Sure enough, the very next day a tiny cloud drifted across the sky, and the Tree Frog, who always knew when the weather was about to change, began his rain-song. "Pukr-r-rup!" sang he, "Pukr-r-rup! It will rain! It will rain! R-r-r-rain!"

The little white cloud grew bigger and blacker, and another came following after, then another, and another, and another, until the sky was quite covered with rushing black clouds. Then came a long, low rumble of thunder, and all the meadow people hurried to find shelter. The Moths and Butterflies hung on the undersides of great leaves. The Grasshoppers and their cousins crawled under burdock and mullein plants. The Ants scurried around to find their own homes. The Bees and Wasps, who had been gathering honey for their nests, flew swiftly back. Everyone was hurrying to be ready for the shower, and above all the rustle and stir could be heard the voice of the old Frog, "Pukr-r-rup! Pukr-r-rup! It will rain! It will rain! R-r-r-rain!"

The wind blew harder and harder, the branches swayed and tossed, the leaves danced, and some even blew off of their mother trees; the hundreds of little clinging creatures clung more and more tightly to the leaves that sheltered them, and then the rain came, and such a rain! Great drops hurrying down from the sky, crowding each other, beating down the grass, flooding the homes of the Ants and Digger Wasps until they were half choked with water, knocking over the Grasshoppers and tumbling them about like leaves. The lightning flashed, and the thunder pealed, and often a tree would crash down in the forest near by when the wind blew a great blast.
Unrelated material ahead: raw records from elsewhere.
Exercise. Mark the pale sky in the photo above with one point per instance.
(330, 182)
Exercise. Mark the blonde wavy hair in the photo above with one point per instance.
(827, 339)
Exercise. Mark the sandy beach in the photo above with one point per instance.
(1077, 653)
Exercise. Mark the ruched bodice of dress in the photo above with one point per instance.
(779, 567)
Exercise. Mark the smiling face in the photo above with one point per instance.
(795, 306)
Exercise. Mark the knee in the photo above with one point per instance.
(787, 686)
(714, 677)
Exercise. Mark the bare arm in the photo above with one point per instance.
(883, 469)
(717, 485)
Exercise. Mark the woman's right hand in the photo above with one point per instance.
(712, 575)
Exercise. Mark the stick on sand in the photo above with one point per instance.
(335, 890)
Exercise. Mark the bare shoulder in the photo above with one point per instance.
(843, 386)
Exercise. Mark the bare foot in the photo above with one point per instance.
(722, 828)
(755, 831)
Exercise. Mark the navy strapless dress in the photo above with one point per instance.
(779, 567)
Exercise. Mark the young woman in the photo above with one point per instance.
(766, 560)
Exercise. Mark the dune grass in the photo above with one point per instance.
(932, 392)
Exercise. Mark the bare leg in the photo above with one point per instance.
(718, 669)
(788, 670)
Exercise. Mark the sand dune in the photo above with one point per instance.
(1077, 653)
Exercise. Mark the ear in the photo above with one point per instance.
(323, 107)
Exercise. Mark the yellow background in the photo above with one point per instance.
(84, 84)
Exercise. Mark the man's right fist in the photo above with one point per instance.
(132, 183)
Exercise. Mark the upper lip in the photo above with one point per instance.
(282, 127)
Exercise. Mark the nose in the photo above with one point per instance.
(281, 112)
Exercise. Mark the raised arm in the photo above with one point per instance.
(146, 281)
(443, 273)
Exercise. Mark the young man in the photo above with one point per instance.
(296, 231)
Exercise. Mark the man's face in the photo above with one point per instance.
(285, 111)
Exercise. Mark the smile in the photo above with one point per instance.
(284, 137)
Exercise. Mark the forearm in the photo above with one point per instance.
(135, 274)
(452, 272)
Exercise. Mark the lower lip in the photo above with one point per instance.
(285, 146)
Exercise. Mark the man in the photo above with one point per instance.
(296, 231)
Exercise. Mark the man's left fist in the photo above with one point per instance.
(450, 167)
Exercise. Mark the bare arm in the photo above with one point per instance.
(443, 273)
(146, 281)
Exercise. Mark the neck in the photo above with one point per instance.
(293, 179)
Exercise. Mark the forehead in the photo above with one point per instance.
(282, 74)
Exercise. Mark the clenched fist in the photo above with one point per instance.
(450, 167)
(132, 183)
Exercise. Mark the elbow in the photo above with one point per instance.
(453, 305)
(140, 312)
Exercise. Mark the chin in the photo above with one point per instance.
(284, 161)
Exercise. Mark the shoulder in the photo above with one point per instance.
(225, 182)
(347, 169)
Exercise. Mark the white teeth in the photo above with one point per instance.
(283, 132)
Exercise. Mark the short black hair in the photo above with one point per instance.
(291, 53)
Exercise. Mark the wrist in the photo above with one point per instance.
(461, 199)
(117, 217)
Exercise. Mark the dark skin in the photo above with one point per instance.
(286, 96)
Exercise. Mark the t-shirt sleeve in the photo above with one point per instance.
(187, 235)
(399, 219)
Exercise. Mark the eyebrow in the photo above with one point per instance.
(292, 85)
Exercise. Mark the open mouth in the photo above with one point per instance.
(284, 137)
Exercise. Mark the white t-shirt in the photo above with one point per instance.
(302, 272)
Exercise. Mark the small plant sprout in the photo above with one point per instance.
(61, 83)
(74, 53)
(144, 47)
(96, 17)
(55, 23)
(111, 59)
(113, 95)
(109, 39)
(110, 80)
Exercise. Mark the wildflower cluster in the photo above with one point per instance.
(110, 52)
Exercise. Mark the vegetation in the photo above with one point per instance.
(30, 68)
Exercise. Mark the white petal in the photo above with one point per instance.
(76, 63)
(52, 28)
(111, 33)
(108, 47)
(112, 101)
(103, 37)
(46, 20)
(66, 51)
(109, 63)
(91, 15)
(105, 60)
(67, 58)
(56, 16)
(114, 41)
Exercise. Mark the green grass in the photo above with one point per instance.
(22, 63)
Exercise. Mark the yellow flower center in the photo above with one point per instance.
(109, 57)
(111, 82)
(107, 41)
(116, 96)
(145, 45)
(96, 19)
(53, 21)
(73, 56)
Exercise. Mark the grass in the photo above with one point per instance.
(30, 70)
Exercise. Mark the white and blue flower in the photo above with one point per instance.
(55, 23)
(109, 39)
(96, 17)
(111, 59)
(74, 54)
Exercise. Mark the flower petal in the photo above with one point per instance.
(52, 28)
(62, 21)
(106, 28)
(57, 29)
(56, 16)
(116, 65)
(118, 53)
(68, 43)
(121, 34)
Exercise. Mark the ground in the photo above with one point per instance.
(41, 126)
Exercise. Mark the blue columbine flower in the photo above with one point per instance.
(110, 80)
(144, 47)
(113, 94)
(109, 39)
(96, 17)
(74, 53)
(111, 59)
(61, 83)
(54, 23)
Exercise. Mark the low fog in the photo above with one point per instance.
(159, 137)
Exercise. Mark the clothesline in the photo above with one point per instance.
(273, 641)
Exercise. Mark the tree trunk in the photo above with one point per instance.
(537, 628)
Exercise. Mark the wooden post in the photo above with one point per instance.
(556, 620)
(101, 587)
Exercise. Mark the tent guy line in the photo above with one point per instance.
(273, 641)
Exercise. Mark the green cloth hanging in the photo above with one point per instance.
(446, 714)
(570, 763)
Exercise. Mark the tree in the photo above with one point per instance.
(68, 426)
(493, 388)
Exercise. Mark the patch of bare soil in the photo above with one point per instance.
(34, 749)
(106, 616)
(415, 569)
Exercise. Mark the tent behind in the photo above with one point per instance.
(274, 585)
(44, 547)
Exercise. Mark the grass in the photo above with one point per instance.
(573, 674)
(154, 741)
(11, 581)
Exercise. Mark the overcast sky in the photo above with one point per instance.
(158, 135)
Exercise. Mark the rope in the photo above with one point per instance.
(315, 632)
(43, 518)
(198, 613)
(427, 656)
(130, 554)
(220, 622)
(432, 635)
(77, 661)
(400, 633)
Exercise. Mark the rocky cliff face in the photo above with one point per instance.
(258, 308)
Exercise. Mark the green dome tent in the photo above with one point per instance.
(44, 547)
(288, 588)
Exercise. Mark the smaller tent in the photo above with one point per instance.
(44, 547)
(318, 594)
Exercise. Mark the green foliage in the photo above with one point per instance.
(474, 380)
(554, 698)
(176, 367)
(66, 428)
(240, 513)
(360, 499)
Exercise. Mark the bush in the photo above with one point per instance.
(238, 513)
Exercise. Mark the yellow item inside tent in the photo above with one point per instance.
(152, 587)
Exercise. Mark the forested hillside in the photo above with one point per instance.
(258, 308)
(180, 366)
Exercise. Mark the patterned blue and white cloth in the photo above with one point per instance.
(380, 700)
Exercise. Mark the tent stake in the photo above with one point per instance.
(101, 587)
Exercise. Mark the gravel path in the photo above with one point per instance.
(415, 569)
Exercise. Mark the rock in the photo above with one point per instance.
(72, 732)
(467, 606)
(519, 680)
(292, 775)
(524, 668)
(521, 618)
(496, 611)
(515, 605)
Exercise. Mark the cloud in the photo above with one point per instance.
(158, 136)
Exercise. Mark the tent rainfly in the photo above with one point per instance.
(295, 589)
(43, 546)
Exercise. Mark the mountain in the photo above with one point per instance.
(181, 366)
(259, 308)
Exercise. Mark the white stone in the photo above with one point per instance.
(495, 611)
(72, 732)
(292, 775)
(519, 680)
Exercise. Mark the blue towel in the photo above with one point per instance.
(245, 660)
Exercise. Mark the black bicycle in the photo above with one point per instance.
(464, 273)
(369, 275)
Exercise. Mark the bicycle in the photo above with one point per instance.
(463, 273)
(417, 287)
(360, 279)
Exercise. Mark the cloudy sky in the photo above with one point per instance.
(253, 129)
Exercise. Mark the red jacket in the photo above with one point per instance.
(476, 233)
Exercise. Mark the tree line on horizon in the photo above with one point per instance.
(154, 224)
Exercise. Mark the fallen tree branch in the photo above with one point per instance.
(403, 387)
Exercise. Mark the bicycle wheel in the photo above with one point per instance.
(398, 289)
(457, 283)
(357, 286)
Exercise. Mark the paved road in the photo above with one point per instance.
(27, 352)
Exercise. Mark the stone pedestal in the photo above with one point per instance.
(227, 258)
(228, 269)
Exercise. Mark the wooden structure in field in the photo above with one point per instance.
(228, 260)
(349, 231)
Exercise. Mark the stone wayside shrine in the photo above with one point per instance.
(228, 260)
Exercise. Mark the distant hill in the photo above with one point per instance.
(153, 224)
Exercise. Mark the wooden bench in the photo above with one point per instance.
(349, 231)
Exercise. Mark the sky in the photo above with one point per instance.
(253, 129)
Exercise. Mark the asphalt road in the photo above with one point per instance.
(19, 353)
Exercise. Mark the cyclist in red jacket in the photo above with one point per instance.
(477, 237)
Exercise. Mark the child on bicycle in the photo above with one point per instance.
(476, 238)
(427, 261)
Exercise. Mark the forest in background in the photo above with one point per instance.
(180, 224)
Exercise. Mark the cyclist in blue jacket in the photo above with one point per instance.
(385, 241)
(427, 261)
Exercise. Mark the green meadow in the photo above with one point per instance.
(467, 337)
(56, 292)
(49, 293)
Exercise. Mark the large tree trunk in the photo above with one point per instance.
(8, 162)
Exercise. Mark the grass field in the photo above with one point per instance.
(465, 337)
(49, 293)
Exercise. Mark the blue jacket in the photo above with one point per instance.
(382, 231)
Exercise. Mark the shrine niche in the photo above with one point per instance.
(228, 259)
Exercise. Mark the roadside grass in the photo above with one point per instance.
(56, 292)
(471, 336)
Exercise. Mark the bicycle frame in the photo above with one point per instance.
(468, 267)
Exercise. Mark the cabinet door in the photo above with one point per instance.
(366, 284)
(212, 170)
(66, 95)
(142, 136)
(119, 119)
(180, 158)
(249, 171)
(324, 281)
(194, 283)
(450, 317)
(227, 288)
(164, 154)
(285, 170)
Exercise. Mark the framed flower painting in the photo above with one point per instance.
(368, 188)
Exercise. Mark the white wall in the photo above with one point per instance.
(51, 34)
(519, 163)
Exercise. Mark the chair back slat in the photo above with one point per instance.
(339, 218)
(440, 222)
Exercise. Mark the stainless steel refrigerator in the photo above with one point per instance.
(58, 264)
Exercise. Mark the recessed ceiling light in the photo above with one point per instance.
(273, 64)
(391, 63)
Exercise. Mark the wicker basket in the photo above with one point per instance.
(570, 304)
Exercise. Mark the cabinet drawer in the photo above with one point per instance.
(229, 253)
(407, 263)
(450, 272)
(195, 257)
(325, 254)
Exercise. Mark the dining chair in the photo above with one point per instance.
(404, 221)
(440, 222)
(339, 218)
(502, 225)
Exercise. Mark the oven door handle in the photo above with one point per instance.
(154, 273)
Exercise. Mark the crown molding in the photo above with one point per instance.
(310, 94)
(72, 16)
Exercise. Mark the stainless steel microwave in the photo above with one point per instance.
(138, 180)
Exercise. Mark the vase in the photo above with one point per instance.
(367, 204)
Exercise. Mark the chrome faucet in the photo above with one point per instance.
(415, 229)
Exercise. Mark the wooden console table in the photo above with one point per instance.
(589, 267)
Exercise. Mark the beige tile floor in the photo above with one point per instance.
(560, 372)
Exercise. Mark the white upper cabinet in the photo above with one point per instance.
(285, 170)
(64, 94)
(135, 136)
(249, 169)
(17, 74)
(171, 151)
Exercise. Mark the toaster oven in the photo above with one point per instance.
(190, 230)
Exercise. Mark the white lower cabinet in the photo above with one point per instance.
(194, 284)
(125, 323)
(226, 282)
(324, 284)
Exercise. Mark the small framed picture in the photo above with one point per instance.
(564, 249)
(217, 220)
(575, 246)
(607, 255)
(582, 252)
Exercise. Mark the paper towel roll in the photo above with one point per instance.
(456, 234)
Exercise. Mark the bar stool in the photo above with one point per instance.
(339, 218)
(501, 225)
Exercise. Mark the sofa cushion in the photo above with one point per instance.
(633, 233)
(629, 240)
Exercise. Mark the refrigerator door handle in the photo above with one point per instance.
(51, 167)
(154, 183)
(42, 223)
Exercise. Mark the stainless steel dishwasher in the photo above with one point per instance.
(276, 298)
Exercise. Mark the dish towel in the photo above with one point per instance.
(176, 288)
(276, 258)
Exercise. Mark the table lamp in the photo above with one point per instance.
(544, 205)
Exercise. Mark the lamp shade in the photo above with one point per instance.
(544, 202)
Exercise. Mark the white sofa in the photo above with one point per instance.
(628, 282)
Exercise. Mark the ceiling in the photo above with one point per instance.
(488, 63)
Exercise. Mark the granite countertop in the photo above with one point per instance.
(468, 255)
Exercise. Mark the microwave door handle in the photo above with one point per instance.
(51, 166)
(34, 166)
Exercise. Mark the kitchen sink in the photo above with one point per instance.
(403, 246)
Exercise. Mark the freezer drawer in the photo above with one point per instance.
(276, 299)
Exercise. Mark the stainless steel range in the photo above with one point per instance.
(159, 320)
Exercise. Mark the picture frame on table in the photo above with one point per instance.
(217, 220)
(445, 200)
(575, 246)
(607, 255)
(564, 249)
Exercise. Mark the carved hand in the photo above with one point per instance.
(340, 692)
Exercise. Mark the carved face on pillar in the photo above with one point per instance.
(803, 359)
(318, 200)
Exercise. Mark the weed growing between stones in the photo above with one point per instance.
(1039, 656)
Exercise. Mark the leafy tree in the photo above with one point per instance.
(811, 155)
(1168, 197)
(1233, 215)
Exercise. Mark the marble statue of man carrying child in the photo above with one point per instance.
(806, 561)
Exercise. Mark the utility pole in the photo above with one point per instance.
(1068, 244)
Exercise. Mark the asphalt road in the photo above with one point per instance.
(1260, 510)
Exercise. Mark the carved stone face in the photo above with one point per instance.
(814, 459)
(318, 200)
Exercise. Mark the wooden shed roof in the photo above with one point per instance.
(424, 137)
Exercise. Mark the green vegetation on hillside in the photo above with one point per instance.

When everybody was wet, and little rivulets of water were trickling through the grass and running into great puddles in the hollows, the rain stopped, stopped suddenly. One by one the meadow people crawled or swam into sight.

The Digger Wasp was floating on a leaf in a big puddle. He was too tired and wet to fly, and the whirling of the leaf made him feel sick and dizzy, but he stood firmly on his tiny boat and tried to look as though he enjoyed it.

The Ants were rushing around to put their homes in shape, the Spiders were busily eating their old webs, which had been broken and torn in the storm, and some were already beginning new ones. A large family of Bees, whose tree-home had been blown down, passed over the meadow in search for a new dwelling, and everybody seemed busy and happy in the cool air that followed the storm.

The Snake went gliding through the wet grass, as hungry as ever, the Tree Frog was as happy as when he was a Tadpole, and only the Grasshoppers and their cousins, the Locusts and Katydids, were cross. "Such a horrid rain!" they grumbled, "it spoiled all our fun. And after such lovely hot weather too."

"Now don't be silly," said the Tree Frog, who could be really severe when he thought best, "the Bees and the Ants are not complaining, and they had a good deal harder time than you. Can't you make the best of anything? A nice, hungry, cross lot you would be if it didn't rain, because then you would have no good, juicy food. It's better for you in the end as it is, but even if it were not, you might make the best of it as I did of the hot weather. When you have lived as long as I have, you will know that neither Grasshoppers nor Tree Frogs can have their way all the time, but that it always comes out all right in the end without their fretting about it."